И был только один способ остановить это безумие.
Спор о доброте слонопотамов
Они встретились на северной дороге, в послеобеденную жару. Эта пыльная дорога уже давно не использовалась обитателями континента, придорожные столбы вросли в землю, в асфальте зияли дыры, которые никто не желал заделывать, потому что никому не было дело до всей этой дороги и до всех странных жителей этой земли.
– Я знаю тебя, – сказал старик Максимильяну. – Ты живешь в Северных Холмах.
Максимильян перехватил хобот в другую руку и посмотрел на старика в шляпе. Воин был выше его в четыре раза и мог запросто сбить с ног ударом своего хвоста, если бы тот представлял угрозу. Но этого не требовалось.
– Угу, – ответил Максимильян. – Живу.
– Что ты делал в краю слонопотамов? – спросил старик и осекся. Что мог делать воин на чужой земле, кроме как воевать… Максимильян приподнял хобот над землей, и старый бобёр все понял.
– Совсем замучили?
– Спасу нет от них, – нахмурился Максимильян. – Если раньше они просто приходили топтать наши муравейники, то теперь заливают их с неба водой с химикатами!
– С неба? – удивился старик. – У них же нет крыльев.
Максимильян покачал головой.
– С дельтапланов. Слонопотамские летуны стартуют со скалистых утесов и заливают наши муравьиные плантации жидкостью из мешков.
Старик понимающе кивнул. Его широкое морщинистое лицо выглядело грустным. Воин пошел дальше по дороге, волоча за собой хобот, а старый бобёр засеменил за ним.

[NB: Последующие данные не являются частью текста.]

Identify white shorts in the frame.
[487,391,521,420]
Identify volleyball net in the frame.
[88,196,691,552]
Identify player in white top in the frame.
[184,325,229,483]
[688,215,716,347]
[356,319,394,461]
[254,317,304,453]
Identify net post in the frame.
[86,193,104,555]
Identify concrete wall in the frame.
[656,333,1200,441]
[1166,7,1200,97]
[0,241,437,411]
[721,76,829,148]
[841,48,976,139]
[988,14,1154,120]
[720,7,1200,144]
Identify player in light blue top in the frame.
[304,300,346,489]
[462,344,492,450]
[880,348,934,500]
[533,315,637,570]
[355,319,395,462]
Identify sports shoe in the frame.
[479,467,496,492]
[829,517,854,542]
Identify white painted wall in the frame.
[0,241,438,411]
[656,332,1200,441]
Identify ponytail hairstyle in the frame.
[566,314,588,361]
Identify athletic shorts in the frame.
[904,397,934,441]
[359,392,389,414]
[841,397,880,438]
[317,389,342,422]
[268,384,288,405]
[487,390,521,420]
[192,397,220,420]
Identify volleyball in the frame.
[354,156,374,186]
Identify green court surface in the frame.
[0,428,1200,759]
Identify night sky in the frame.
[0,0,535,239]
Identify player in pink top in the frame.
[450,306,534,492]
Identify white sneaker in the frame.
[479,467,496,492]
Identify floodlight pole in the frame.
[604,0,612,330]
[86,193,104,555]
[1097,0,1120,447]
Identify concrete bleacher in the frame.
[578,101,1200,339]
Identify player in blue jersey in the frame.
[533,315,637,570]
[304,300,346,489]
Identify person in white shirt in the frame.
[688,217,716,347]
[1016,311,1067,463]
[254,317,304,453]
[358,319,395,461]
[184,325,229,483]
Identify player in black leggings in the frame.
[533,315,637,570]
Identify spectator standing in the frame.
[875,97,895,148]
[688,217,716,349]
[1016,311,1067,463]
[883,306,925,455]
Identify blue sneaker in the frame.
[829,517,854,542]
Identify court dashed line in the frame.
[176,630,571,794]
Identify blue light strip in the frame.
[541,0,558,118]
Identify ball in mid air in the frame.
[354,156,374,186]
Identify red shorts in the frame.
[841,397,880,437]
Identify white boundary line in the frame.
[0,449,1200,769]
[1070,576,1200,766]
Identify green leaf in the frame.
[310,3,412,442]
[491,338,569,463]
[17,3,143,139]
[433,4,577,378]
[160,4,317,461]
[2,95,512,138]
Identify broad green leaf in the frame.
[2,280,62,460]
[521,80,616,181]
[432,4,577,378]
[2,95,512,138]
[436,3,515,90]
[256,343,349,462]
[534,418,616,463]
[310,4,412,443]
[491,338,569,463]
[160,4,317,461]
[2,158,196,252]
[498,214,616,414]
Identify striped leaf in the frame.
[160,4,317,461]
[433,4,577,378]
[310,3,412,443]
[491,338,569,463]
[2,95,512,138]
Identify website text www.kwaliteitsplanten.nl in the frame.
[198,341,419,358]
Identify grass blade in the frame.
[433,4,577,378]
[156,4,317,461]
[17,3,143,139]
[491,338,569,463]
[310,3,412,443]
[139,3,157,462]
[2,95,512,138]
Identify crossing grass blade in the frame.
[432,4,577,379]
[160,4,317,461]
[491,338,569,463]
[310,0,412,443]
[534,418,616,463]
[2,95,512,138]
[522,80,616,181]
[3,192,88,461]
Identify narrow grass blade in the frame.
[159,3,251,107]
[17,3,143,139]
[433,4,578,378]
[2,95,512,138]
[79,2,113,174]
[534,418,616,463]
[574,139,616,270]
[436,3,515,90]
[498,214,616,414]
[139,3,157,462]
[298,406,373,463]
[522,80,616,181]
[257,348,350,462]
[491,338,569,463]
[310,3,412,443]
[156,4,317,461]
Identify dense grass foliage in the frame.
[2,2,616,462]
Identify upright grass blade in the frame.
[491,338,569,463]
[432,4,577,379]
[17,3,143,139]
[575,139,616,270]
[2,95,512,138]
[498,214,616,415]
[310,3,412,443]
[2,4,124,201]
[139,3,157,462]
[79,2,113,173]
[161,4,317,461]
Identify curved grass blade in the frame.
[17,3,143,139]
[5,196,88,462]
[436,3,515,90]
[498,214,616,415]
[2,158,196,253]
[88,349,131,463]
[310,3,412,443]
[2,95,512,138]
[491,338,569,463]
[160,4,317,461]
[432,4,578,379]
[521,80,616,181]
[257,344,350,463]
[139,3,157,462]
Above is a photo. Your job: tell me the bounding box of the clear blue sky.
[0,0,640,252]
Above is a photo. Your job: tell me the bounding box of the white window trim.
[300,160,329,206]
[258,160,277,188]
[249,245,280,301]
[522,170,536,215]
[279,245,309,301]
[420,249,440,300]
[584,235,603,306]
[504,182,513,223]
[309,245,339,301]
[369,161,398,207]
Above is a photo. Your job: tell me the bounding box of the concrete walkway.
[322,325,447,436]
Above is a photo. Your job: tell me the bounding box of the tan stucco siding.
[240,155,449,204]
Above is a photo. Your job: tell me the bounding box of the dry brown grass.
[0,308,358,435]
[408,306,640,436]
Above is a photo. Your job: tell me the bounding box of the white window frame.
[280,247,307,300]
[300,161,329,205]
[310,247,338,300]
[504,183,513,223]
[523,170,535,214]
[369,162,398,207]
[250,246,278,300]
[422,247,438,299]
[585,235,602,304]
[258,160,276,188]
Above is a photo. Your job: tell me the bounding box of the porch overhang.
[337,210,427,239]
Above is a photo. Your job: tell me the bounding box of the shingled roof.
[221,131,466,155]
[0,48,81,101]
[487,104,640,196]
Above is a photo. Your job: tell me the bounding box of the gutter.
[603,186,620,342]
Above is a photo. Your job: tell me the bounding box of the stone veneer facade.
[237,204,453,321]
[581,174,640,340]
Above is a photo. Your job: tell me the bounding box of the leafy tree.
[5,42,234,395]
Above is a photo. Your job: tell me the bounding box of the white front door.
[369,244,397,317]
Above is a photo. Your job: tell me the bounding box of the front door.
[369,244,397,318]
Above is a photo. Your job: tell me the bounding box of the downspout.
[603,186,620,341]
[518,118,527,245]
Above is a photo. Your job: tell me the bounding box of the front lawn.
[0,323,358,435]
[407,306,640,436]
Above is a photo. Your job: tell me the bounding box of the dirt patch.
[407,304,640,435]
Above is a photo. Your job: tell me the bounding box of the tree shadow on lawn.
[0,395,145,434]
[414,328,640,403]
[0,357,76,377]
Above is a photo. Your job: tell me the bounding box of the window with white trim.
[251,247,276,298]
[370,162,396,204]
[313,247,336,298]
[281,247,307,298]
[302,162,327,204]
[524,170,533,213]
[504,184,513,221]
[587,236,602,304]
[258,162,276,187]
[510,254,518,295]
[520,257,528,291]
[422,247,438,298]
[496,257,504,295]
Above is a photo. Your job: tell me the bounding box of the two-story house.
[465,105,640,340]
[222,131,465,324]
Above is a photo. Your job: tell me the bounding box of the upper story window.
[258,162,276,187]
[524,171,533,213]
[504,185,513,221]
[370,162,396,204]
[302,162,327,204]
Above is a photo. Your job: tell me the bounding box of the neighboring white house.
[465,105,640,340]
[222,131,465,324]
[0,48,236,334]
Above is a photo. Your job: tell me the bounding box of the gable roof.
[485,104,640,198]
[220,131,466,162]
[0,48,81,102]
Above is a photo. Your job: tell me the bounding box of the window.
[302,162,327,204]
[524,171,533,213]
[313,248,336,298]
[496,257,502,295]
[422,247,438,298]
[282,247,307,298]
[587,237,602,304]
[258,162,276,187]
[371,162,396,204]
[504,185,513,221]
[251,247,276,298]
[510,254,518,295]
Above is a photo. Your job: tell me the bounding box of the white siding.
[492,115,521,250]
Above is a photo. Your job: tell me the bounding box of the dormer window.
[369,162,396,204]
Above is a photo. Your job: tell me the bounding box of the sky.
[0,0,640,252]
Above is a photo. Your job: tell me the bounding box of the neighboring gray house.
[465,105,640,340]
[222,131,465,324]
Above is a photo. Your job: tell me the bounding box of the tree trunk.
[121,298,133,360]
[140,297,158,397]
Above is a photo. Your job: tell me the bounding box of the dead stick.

– Меня зовут Максимильян. А ты?
– А я старик Бигль. Нет, нас они пока не донимают. Ты знаешь, Максимильян, что самое обидное, ведь раньше слонопотамы были добрые.
Удивленный воин посмотрел на старика и отрывисто выкрикнул:
– Не верю!
– Да-да, мой друг, не удивляйся. Они были добрыми и жили в согласии со всеми обитателями этого мира.
Максимильян покачал головой.
– Мне кажется, все разговоры о доброте слонопотамов ведут лишь те, кто ни разу не видел их злобного оскала. Им лишь бы напакостить.
– Ты все же ошибаешься, воин. Ведь кто, по сути, слонопотамы? Они травоядные. Вот ты питаешься насекомыми. Выхухоли на севере и исполинские тушканчики на востоке тоже. Пингвины на юге – рыбой. А слонопотамы как жевали листья, так и жуют.
Воин согласился.
– Да, это так. Однако ты же не станешь спорить, что и травоядные могут представлять опасность? Именно поэтому наш вождь послал меня пойти и разобраться.
Старый Бигль кивнул, поправив шляпу.
– Не стану спорить. Да и что с тобой спорить. Ты – славный воин, а кто я? Бобёр! Всего лишь старый бобёр… Скажи мне лишь, чей это хобот? Это хобот самого главного слонопотама? Я угадал?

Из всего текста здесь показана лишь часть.